Dottor Landi, quale futuro vede per la telemedicina in odontoiatria in questa lunga fase di convivenza con il virus? Va incentivata tra i colleghi?
La telemedicina è una realtà già consolidata in molte branche della medicina come la radiologia e la cardiologia, dove la lettura di dati strumentali può essere fatta in remoto con un ottimo livello di efficienza e accuratezza. Per l’odontoiatria la cosa è più complessa perché siamo una branca operativa, dove la diagnosi radiologica o delle immagini cliniche da sole non possono sostituire la visita clinica in presenza. Tuttavia, il lockdown ha accelerato un processo che già negli Stati Uniti e in altri paesi europei è partito con esperienze iniziali promettenti.
In Italia ci sono già delle App disponibili per quello che riguarda la diagnosi delle lesioni orali, dove alcune notizie anamnestiche e una foto clinica sono sufficienti per associare una lesione delle mucose con un quadro clinico preciso. Anche l’ortodonzia ha introdotto strumenti digitali che permettono di inquadrare il paziente e di monitorare i progressi della terapia attraverso uno studio di fotografie standardizzate raccolte direttamente dal paziente e inviate allo studio odontoiatrico.
Sidp si sta interessando attivamente di questi aspetti digitali, che potrebbero essere di aiuto per monitorare il paziente affetto da parodontite o che è portatore di impianti dentali. Siamo solo all’inizio di questo processo e pertanto è necessario che lo strumento del controllo a distanza sia utilizzato con cautela e solo su quei pazienti che sono in terapia attiva, o di supporto ove la documentazione clinica e radiografica già raccolta è fondamentale nell’inquadrare la natura del problema o della eventuale complicanza.
Un esempio italiano è quello relativo a uno studio di coorte fatto dal professor Pippi e collaboratori della Sapienza di Roma, che dimostra come il controllo telefonico post-estrazione chirurgica dei terzi molari non determini maggiori complicanze post-operatorie rispetto a un controllo in presenza.
Presidente, una buona telemedicina passa anche per sistemi informatici efficaci perché dedicati a questo scopo. A quale piattaforma sta lavorando Sidp?
In realtà crediamo che non sia un problema di sistemi informatici ma della loro evoluzione futura. Mentre al momento l’approccio prevede un sistema che permetta al paziente di interfacciarsi con il clinico attraverso immagini e questionari guidati, il futuro ci fa intravedere soluzioni in cui potrebbe entrare l’intelligenza artificiale a mediare questa interazione. Crediamo che su questo sia necessaria un’attenta riflessione, poiché nel nostro campo la sola lettura dei dati può non essere sufficiente ad inquadrare correttamente il paziente e i suoi problemi clinici.
Al momento abbiamo già nel nostro portafoglio due applicazioni: la prima (GengiveINforma) che permette al paziente di determinare il profilo di rischio e quindi la suscettibilità di avere o sviluppare una parodontite. La seconda (Sidp PowerUp) permette di inquadrare il paziente da un punto di vista diagnostico alla luce della classificazione pubblicata nel 2018. Il primo è uno strumento interamente digitale che attraverso cinque semplici domande identifica il rischio del paziente, mentre il secondo ha un uso professionale e richiede l’immissione dei dati clinici raccolti nella visita all’interno dell’algoritmo, formulando una diagnosi accurata parodontale o perimplantare.

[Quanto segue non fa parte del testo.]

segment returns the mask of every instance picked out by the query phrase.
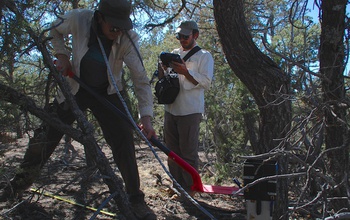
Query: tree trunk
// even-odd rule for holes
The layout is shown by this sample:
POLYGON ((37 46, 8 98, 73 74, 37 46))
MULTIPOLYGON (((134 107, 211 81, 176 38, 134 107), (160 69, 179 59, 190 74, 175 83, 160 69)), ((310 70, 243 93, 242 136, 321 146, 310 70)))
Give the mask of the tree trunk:
POLYGON ((346 123, 346 108, 344 104, 344 30, 345 8, 347 0, 322 1, 321 40, 320 40, 320 72, 325 79, 322 81, 325 143, 328 154, 330 175, 336 183, 343 183, 334 192, 334 197, 347 197, 348 200, 334 200, 329 210, 338 211, 350 207, 349 195, 349 134, 346 123))
MULTIPOLYGON (((286 148, 280 138, 290 128, 291 103, 289 78, 252 41, 244 16, 243 0, 214 0, 217 31, 227 61, 253 95, 260 111, 259 143, 255 152, 266 153, 276 147, 286 148)), ((279 159, 282 173, 287 171, 286 158, 279 159)), ((278 180, 274 219, 287 219, 287 180, 278 180)))
POLYGON ((250 146, 253 149, 253 152, 259 151, 259 142, 258 142, 258 128, 256 125, 256 114, 253 112, 248 112, 247 109, 249 106, 253 105, 252 101, 248 98, 248 96, 243 97, 241 109, 243 112, 243 119, 246 128, 246 133, 248 135, 248 140, 250 141, 250 146))

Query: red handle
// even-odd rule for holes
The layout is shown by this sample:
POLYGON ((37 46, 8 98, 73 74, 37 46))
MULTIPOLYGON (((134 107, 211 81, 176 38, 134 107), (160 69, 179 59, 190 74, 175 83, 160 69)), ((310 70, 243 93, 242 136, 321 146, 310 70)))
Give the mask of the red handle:
POLYGON ((175 163, 177 163, 180 167, 186 170, 192 176, 193 185, 191 189, 197 192, 204 192, 203 183, 201 177, 199 176, 196 169, 194 169, 190 164, 184 161, 179 155, 170 151, 168 157, 171 158, 175 163))
MULTIPOLYGON (((54 60, 54 61, 53 61, 53 64, 56 65, 56 63, 57 63, 57 60, 54 60)), ((69 77, 69 78, 73 78, 73 77, 74 77, 74 72, 73 72, 72 70, 70 70, 70 71, 68 72, 68 77, 69 77)))

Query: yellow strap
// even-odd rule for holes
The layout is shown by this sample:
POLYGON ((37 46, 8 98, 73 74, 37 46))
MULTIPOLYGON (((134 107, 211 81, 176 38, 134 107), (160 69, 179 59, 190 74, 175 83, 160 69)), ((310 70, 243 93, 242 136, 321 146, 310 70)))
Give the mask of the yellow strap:
MULTIPOLYGON (((60 196, 55 196, 55 195, 52 195, 52 194, 49 194, 49 193, 46 193, 46 192, 40 192, 38 189, 33 189, 33 188, 32 188, 32 189, 30 189, 30 191, 35 192, 35 193, 38 193, 38 194, 42 194, 42 195, 47 196, 47 197, 51 197, 51 198, 53 198, 53 199, 61 200, 61 201, 63 201, 63 202, 67 202, 67 203, 70 203, 70 204, 72 204, 72 205, 77 205, 77 206, 80 206, 80 207, 83 207, 83 208, 92 210, 92 211, 94 211, 94 212, 97 211, 97 209, 94 208, 94 207, 82 205, 82 204, 79 204, 79 203, 77 203, 77 202, 75 202, 75 201, 72 201, 72 200, 69 200, 69 199, 65 199, 65 198, 62 198, 62 197, 60 197, 60 196)), ((100 210, 100 213, 105 214, 105 215, 108 215, 108 216, 117 216, 117 215, 114 214, 114 213, 106 212, 106 211, 103 211, 103 210, 100 210)))

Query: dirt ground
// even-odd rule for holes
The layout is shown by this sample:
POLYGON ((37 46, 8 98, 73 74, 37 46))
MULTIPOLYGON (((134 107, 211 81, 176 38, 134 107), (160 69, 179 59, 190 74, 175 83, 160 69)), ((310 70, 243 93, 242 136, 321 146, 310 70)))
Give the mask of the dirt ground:
MULTIPOLYGON (((14 168, 19 166, 27 142, 28 138, 0 142, 0 192, 4 183, 13 177, 14 168)), ((102 150, 119 175, 108 146, 102 150)), ((167 167, 167 156, 158 149, 155 151, 167 167)), ((42 170, 40 179, 24 193, 22 200, 0 203, 0 219, 125 219, 110 198, 99 171, 87 168, 84 155, 79 143, 73 141, 71 147, 65 147, 62 142, 42 170), (97 214, 101 206, 103 209, 97 214)), ((211 219, 210 215, 218 220, 246 219, 242 197, 198 193, 194 197, 197 205, 179 202, 169 190, 172 181, 150 147, 136 146, 136 155, 145 200, 159 220, 202 220, 211 219)))

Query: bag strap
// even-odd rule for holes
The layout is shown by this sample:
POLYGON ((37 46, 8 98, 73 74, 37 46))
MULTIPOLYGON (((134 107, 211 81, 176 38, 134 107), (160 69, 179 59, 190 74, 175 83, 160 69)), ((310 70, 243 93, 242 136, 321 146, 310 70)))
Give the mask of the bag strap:
POLYGON ((128 31, 125 31, 125 33, 126 33, 126 36, 128 36, 128 38, 129 38, 130 42, 132 43, 132 45, 134 46, 134 48, 135 48, 135 50, 136 50, 136 53, 137 53, 137 56, 139 57, 140 62, 141 62, 141 64, 142 64, 143 68, 145 68, 145 66, 143 65, 143 61, 142 61, 142 58, 141 58, 140 51, 137 49, 137 47, 136 47, 136 45, 135 45, 135 42, 131 39, 130 34, 129 34, 128 31))
POLYGON ((190 58, 193 54, 197 53, 198 51, 200 51, 202 48, 200 48, 199 46, 195 46, 194 48, 192 48, 190 50, 190 52, 188 52, 188 54, 186 54, 186 56, 184 58, 182 58, 185 62, 186 60, 188 60, 188 58, 190 58))

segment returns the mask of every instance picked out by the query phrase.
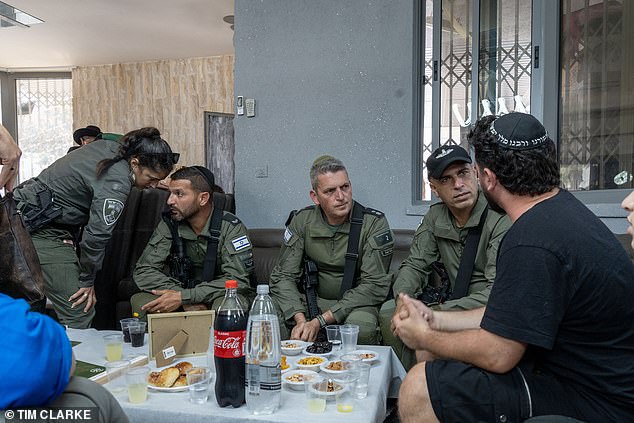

La telemedicina può nascondere delle insidie medico-legali, legate soprattutto a mancate o errate diagnosi a distanza: quali accorgimenti è importante attuare in questo senso?
Grazie di questa domanda, che mi permette di sottolineare ancora quanto detto in precedenza. Allo stato attuale delle cose in odontoiatria la telemedicina non può sostituire la diagnosi clinica fatta in presenza e nella migliore delle ipotesi può dare un contributo di assistenza su pazienti già diagnosticati e inquadrati per quello che riguarda la gestione della terapia di supporto o nella identificazione di eventuali complicanze post-operatorie. Spesso assistiamo infatti a un uso inappropriato del mezzo digitale, non solo per eseguire diagnosi basate su semplici immagini radiografiche ma, anche, proponendo approcci terapeutici basati su dati insufficienti e tentando di standardizzare le cure proprio in un momento storico che tende invece a incentivare una medicina personalizzata. Un rischio enorme quindi sia di una mancata che di una errata diagnosi.
La tecnologia sarà certamente raffinata nel tempo, migliorando quello che sarà la raccolta di dati e contemporaneamente istruendo il paziente sulle potenzialità e i limiti di una valutazione in remoto ma, attualmente, per prevenire tali rischi, è necessario fare appello a una maggiore consapevolezza da parte dei clinici dei limiti attuali delle risorse digitali e al rispetto dei principi deontologici che devono ispirarci quotidianamente.